America Online Inc. yesterday launched a new Internet search service through its Netscape subsidiary, the largest step yet in its plan to offer AOL-branded Web searches across the company's properties.

"Netscape Search" is featured on the Netcenter "portal" site and the Netscape Communicator browsing software and is also available to any World Wide Web user at search.netscape.com.

AOL has been developing the service with Google Inc., a Palo Alto, Calif., search company, using the results of its year-old Open Directory Project, which has 13,000 volunteer contributors manually analyzing sites and adding information.

Company officials said AOL plans to introduce more search services on its other properties, which include CompuServe and ICQ.

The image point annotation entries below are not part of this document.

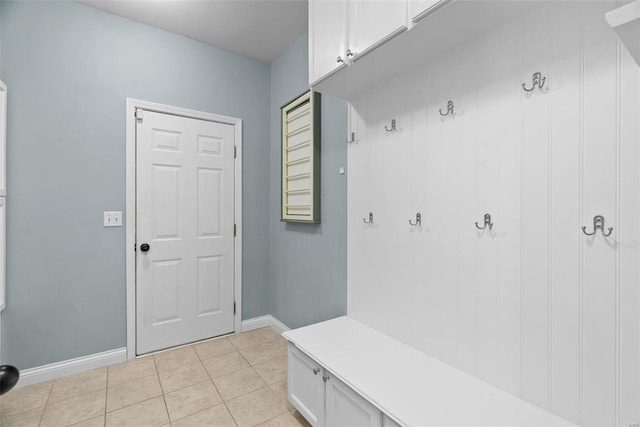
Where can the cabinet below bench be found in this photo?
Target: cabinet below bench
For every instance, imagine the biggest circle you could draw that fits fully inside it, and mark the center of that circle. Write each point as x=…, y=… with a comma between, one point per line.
x=343, y=373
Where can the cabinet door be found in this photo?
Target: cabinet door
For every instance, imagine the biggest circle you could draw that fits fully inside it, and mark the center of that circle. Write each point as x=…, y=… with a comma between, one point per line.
x=372, y=22
x=305, y=387
x=344, y=407
x=327, y=38
x=418, y=9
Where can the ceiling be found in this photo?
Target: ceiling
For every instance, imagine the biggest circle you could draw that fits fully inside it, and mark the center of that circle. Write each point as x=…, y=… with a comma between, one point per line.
x=261, y=29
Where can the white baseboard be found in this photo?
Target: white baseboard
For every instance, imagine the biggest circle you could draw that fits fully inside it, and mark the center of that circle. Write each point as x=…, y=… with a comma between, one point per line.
x=263, y=322
x=71, y=366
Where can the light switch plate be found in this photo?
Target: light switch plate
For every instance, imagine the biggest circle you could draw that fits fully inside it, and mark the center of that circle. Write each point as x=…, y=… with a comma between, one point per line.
x=112, y=218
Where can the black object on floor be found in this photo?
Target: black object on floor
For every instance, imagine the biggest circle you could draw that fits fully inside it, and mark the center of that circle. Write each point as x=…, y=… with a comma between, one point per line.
x=9, y=376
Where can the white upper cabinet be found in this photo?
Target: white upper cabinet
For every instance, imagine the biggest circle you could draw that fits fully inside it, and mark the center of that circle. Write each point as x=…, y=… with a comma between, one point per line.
x=418, y=9
x=372, y=22
x=374, y=47
x=327, y=38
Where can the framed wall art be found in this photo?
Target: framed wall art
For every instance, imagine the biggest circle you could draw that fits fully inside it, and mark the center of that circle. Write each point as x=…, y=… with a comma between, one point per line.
x=301, y=159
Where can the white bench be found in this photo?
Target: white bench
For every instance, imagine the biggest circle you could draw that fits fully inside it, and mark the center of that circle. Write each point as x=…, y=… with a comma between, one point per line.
x=342, y=372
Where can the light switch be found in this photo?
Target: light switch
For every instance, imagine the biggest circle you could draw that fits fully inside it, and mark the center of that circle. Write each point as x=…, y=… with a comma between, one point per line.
x=112, y=218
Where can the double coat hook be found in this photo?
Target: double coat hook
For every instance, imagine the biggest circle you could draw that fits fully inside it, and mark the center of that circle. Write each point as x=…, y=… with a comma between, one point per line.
x=353, y=138
x=537, y=80
x=487, y=223
x=449, y=109
x=418, y=220
x=393, y=126
x=598, y=224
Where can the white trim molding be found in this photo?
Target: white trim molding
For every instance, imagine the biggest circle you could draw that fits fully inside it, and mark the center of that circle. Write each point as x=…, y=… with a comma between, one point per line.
x=130, y=224
x=71, y=366
x=263, y=322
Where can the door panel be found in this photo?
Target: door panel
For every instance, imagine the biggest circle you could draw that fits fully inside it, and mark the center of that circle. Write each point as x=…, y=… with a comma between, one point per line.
x=185, y=199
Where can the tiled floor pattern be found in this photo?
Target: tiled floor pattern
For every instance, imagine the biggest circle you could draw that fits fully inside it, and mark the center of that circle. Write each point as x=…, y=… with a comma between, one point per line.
x=239, y=380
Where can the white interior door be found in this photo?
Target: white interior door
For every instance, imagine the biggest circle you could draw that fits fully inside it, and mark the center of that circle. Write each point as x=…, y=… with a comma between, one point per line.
x=185, y=230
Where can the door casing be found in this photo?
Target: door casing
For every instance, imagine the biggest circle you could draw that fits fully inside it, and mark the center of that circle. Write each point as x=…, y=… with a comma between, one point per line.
x=130, y=216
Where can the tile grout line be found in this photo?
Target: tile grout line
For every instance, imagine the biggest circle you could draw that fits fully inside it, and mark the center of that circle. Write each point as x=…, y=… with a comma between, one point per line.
x=46, y=403
x=166, y=408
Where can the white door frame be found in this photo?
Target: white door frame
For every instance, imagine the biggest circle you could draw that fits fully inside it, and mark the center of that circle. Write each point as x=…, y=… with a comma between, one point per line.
x=130, y=222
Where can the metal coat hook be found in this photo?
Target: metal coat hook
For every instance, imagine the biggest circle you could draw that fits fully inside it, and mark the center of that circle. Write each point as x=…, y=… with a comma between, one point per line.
x=353, y=138
x=537, y=80
x=598, y=224
x=487, y=223
x=449, y=109
x=393, y=126
x=418, y=220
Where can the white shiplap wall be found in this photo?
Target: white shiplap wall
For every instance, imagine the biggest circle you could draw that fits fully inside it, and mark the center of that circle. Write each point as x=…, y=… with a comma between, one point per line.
x=534, y=307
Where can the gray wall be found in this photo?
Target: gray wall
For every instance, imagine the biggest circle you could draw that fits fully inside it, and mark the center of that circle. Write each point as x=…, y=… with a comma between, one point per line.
x=69, y=69
x=308, y=262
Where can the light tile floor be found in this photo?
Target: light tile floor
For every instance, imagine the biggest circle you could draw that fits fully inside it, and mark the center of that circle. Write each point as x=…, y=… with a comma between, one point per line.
x=238, y=380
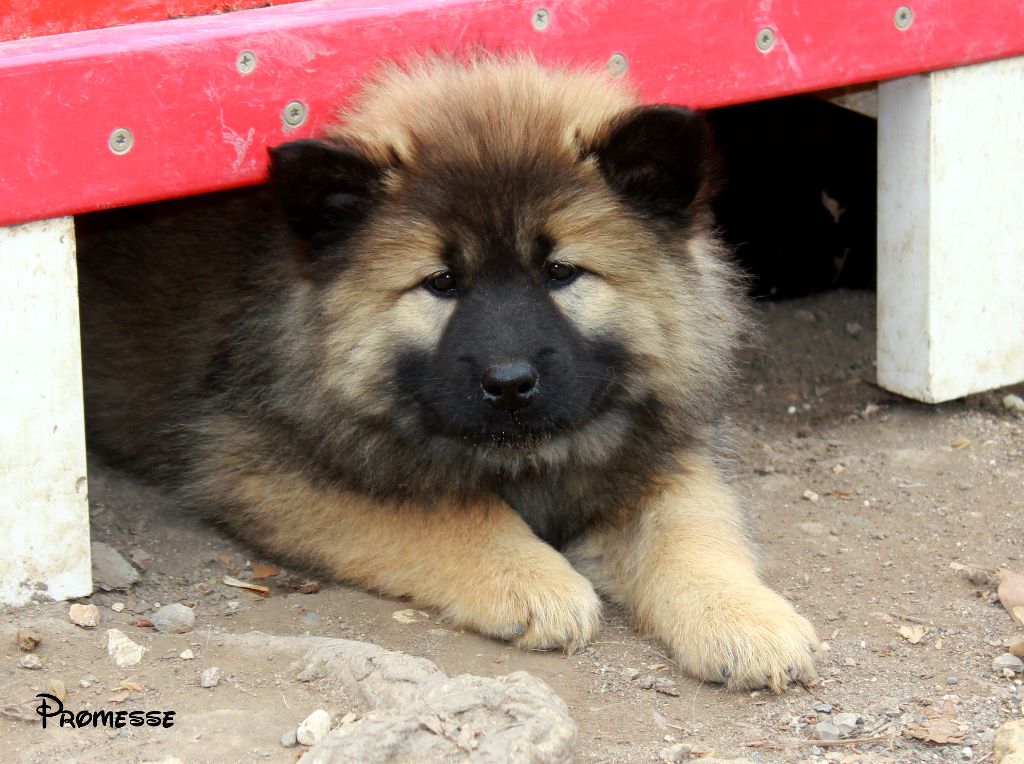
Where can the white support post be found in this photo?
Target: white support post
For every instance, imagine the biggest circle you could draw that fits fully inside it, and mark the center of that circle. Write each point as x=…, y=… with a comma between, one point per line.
x=44, y=513
x=950, y=308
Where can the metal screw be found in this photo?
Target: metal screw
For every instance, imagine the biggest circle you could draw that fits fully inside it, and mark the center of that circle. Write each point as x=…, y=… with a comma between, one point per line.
x=766, y=39
x=903, y=17
x=617, y=65
x=295, y=113
x=246, y=61
x=121, y=140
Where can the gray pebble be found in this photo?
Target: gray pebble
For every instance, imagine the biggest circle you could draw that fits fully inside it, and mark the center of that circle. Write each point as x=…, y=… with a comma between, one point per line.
x=1008, y=661
x=826, y=731
x=210, y=677
x=174, y=619
x=847, y=723
x=30, y=662
x=677, y=753
x=110, y=569
x=666, y=687
x=313, y=728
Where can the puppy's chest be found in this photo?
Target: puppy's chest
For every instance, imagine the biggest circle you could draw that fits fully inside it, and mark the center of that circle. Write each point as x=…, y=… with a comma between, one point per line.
x=557, y=509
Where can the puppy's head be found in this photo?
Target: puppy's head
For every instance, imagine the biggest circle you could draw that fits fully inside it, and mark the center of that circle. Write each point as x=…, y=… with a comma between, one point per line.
x=511, y=265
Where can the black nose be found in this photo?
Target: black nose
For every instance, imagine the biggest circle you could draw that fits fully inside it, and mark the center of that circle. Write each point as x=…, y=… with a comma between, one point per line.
x=509, y=386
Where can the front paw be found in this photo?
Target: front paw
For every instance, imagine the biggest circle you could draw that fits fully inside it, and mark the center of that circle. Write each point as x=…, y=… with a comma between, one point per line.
x=538, y=601
x=747, y=638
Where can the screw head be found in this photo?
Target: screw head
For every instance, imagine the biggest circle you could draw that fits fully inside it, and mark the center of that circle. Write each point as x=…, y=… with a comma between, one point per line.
x=617, y=65
x=766, y=39
x=903, y=17
x=295, y=113
x=121, y=140
x=246, y=61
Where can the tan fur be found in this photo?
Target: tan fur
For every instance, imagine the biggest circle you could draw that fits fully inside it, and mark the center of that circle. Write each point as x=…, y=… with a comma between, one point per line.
x=684, y=566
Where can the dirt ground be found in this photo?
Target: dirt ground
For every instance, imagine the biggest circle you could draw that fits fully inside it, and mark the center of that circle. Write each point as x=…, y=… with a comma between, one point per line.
x=902, y=490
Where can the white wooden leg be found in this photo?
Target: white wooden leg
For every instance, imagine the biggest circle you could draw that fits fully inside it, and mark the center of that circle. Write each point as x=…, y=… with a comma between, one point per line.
x=44, y=514
x=951, y=230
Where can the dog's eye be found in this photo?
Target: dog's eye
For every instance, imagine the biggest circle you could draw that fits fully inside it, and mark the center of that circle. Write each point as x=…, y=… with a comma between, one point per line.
x=442, y=284
x=560, y=273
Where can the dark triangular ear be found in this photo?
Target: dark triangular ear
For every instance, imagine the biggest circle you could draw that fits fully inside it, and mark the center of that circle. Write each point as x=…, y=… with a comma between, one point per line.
x=654, y=158
x=325, y=188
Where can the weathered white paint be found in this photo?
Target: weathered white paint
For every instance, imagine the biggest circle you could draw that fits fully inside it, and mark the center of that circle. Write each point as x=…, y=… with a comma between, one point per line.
x=44, y=516
x=951, y=230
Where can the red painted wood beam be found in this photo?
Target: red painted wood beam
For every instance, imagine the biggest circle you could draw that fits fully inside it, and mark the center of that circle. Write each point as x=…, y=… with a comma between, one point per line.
x=37, y=17
x=199, y=121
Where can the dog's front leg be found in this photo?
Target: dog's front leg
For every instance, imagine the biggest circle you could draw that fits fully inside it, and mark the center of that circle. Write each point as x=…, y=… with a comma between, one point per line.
x=682, y=563
x=477, y=561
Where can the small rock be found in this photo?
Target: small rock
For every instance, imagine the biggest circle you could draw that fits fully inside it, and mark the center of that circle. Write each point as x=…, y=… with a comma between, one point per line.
x=666, y=687
x=210, y=677
x=123, y=650
x=27, y=640
x=1015, y=645
x=173, y=619
x=30, y=662
x=677, y=753
x=846, y=723
x=805, y=316
x=313, y=728
x=826, y=731
x=1008, y=661
x=1014, y=402
x=85, y=616
x=110, y=569
x=1009, y=743
x=813, y=528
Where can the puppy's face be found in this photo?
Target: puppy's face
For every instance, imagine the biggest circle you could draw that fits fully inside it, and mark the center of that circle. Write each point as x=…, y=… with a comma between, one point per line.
x=516, y=299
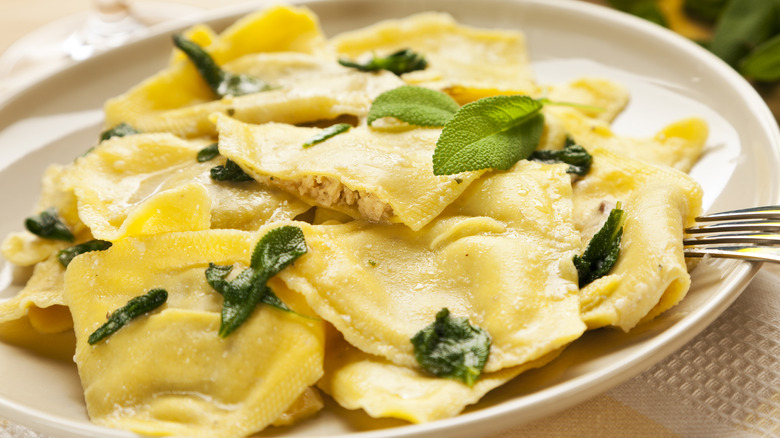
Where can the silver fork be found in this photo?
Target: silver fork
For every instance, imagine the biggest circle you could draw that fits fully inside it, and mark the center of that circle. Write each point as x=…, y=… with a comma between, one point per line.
x=747, y=234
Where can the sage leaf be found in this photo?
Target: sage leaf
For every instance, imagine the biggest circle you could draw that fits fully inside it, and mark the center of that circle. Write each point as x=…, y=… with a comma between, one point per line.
x=221, y=82
x=133, y=309
x=230, y=171
x=578, y=159
x=208, y=153
x=48, y=225
x=330, y=131
x=452, y=348
x=276, y=250
x=120, y=130
x=66, y=255
x=494, y=132
x=417, y=106
x=763, y=64
x=602, y=251
x=400, y=62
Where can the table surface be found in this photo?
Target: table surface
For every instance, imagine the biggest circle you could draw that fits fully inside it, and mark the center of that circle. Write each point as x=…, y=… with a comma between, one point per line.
x=651, y=404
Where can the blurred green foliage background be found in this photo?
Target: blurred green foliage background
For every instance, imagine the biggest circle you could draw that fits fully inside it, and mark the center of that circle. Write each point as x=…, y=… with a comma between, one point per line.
x=743, y=33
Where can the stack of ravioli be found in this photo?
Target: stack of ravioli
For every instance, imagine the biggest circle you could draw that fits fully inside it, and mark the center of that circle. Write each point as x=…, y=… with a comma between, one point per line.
x=390, y=244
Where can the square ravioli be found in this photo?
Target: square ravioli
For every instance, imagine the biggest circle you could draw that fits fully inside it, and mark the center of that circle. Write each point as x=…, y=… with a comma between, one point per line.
x=168, y=372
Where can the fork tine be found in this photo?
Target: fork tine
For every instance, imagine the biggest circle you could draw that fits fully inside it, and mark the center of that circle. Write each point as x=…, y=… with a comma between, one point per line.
x=764, y=212
x=740, y=225
x=734, y=238
x=754, y=253
x=748, y=234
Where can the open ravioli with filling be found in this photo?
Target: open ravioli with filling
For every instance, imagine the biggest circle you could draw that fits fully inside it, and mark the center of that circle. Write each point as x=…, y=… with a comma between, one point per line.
x=383, y=176
x=493, y=256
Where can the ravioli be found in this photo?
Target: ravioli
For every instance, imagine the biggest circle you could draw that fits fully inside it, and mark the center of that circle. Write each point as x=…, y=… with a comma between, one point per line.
x=678, y=145
x=169, y=372
x=26, y=249
x=382, y=176
x=157, y=177
x=650, y=275
x=466, y=62
x=177, y=99
x=500, y=255
x=37, y=318
x=357, y=380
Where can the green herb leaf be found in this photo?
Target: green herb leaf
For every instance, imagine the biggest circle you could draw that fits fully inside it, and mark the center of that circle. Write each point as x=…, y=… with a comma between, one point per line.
x=48, y=225
x=494, y=132
x=707, y=10
x=208, y=153
x=327, y=133
x=400, y=62
x=647, y=9
x=66, y=255
x=452, y=348
x=222, y=82
x=133, y=309
x=215, y=276
x=417, y=106
x=230, y=171
x=602, y=251
x=578, y=159
x=274, y=252
x=763, y=64
x=742, y=26
x=119, y=130
x=278, y=249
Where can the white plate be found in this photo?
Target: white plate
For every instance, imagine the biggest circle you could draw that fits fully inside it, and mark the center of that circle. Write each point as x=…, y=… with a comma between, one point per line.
x=669, y=77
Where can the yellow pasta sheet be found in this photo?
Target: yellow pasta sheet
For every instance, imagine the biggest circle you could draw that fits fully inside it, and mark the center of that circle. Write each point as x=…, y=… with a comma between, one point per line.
x=466, y=62
x=155, y=183
x=500, y=255
x=357, y=380
x=384, y=176
x=24, y=248
x=650, y=275
x=168, y=372
x=307, y=86
x=37, y=318
x=678, y=145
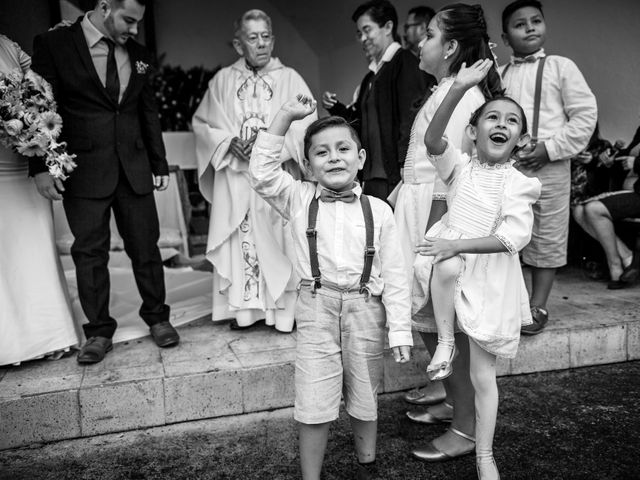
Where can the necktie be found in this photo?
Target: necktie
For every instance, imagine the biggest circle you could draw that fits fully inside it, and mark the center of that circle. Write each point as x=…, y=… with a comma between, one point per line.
x=112, y=83
x=331, y=196
x=527, y=59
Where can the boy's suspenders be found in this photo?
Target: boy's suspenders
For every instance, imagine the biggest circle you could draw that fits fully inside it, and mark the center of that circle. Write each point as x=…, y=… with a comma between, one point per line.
x=536, y=98
x=312, y=238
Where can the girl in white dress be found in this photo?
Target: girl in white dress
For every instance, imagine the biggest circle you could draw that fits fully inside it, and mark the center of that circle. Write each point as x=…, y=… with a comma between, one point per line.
x=35, y=313
x=468, y=261
x=456, y=34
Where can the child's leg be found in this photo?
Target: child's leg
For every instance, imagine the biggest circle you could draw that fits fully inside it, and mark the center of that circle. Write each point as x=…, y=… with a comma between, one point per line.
x=364, y=436
x=442, y=295
x=541, y=284
x=313, y=442
x=483, y=377
x=602, y=224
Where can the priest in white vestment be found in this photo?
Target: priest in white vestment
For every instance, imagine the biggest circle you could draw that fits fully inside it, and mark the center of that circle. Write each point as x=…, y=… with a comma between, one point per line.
x=248, y=244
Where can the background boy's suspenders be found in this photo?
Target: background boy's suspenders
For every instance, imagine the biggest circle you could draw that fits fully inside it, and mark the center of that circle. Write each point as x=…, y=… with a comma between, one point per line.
x=312, y=238
x=536, y=98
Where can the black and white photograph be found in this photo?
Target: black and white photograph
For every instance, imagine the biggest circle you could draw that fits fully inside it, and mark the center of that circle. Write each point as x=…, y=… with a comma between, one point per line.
x=319, y=240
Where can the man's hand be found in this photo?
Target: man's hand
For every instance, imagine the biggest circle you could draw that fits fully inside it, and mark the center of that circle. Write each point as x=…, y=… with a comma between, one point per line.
x=248, y=144
x=439, y=248
x=48, y=186
x=329, y=100
x=583, y=158
x=63, y=23
x=534, y=159
x=237, y=149
x=161, y=182
x=473, y=75
x=401, y=354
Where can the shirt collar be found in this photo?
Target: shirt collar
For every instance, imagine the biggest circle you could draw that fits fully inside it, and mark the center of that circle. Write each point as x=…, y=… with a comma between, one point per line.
x=386, y=57
x=539, y=54
x=91, y=33
x=357, y=189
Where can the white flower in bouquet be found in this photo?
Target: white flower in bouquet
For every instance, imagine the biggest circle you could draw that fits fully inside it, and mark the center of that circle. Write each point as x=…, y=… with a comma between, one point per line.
x=13, y=127
x=51, y=124
x=29, y=123
x=36, y=147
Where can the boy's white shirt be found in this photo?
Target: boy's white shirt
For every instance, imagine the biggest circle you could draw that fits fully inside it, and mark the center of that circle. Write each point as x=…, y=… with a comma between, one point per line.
x=341, y=236
x=568, y=109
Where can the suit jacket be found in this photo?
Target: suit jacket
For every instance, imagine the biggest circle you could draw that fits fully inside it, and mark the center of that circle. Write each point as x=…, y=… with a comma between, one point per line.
x=399, y=86
x=103, y=134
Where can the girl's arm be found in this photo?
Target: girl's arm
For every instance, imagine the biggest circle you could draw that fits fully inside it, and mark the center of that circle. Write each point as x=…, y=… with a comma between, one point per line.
x=442, y=249
x=465, y=79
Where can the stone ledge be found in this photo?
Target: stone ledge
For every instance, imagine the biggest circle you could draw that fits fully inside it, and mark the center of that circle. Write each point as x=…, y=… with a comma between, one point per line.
x=216, y=372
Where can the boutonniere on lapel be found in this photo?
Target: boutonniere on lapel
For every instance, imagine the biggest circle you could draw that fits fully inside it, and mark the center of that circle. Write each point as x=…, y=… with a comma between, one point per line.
x=141, y=67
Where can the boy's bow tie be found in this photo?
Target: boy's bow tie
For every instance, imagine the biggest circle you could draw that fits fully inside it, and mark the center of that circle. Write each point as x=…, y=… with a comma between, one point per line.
x=527, y=59
x=331, y=196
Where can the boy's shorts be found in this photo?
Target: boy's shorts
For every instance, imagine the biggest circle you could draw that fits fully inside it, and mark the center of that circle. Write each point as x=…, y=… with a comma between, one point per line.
x=339, y=352
x=548, y=245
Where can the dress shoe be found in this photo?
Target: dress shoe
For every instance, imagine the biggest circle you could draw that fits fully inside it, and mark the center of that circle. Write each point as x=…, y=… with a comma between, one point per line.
x=366, y=471
x=630, y=274
x=418, y=396
x=94, y=350
x=431, y=454
x=429, y=418
x=442, y=370
x=540, y=318
x=233, y=325
x=489, y=468
x=164, y=334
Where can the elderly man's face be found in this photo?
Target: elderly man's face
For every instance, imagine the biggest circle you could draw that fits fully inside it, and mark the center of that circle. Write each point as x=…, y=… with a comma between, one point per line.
x=255, y=43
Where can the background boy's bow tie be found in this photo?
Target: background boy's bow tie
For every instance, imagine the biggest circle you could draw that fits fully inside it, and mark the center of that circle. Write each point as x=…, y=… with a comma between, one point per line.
x=331, y=196
x=527, y=59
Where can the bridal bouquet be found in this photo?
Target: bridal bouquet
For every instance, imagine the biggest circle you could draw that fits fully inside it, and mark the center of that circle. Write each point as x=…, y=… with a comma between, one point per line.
x=29, y=123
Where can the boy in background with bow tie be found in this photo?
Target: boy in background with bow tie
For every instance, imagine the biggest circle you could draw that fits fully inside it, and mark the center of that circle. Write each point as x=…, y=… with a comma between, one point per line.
x=353, y=282
x=556, y=98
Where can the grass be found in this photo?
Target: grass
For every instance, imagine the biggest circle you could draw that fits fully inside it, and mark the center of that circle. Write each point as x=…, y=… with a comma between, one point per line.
x=574, y=424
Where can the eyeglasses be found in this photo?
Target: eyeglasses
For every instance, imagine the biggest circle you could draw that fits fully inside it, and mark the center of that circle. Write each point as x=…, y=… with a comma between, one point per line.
x=407, y=26
x=253, y=38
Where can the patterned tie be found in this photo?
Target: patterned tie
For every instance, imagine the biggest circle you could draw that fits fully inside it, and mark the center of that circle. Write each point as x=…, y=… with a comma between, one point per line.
x=112, y=83
x=331, y=196
x=527, y=59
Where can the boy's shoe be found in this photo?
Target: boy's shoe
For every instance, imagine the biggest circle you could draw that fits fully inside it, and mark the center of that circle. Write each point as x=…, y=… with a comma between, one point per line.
x=540, y=318
x=429, y=418
x=367, y=471
x=164, y=334
x=94, y=350
x=630, y=274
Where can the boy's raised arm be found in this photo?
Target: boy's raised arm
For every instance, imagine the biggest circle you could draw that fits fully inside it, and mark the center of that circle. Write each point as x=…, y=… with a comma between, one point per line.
x=295, y=109
x=465, y=79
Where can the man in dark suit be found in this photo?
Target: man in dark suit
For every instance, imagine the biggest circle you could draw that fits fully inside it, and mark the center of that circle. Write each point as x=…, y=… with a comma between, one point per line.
x=100, y=80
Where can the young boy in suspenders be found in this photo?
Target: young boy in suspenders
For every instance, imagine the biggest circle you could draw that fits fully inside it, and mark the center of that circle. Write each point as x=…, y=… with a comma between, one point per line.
x=353, y=282
x=562, y=112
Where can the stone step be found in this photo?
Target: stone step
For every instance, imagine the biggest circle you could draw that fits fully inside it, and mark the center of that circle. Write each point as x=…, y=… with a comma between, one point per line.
x=217, y=372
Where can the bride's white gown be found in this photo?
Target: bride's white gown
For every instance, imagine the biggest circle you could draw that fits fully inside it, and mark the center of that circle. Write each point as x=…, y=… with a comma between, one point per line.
x=35, y=313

Earlier this month, AOL made an agreement with Inktomi Corp. of San Mateo, Calif., to provide Web searches across the AOL network. The Inktomi agreement is separate from yesterday's announcement and is part of AOL's effort to offer Web search services to its customers.

While there are many widely used search engines, such as Yahoo, Excite and Alta Vista, AOL claims that Netscape Search will deliver more concise results than most other directories. Search engines basically make the Internet usable, scouring its vast contents for the most specific information on a company, person or travel location, then suggesting sites the user can click on.

Netscape Search results have a "freshness date" and the company says that because humans are constantly updating the sites and categories, there are few dead links that lead users to pages no longer in operation.

"We're focused on providing the most relevant results," said David Beckwith, senior director of search and directory for Netcenter. Beckwith said that the Open Directory will be "the largest edited directory on the Web by the end of the year."

Dariusz Paczuski, senior program manager, said Netscape Search will also deliver "safer" results because it sifts out pornographic material into a special adult site. He said the system makes it less likely for users to accidentally click on offensive sites.

"We've got an integrated team at AOL where we are all looking at search," said Beckwith. "We want to use these in different combinations for each brand."

Ulric Weil, an analyst with Friedman, Billings, Ramsey Group Inc. in Arlington, said the announcement was "incremental," but that "we certainly can use better technologies."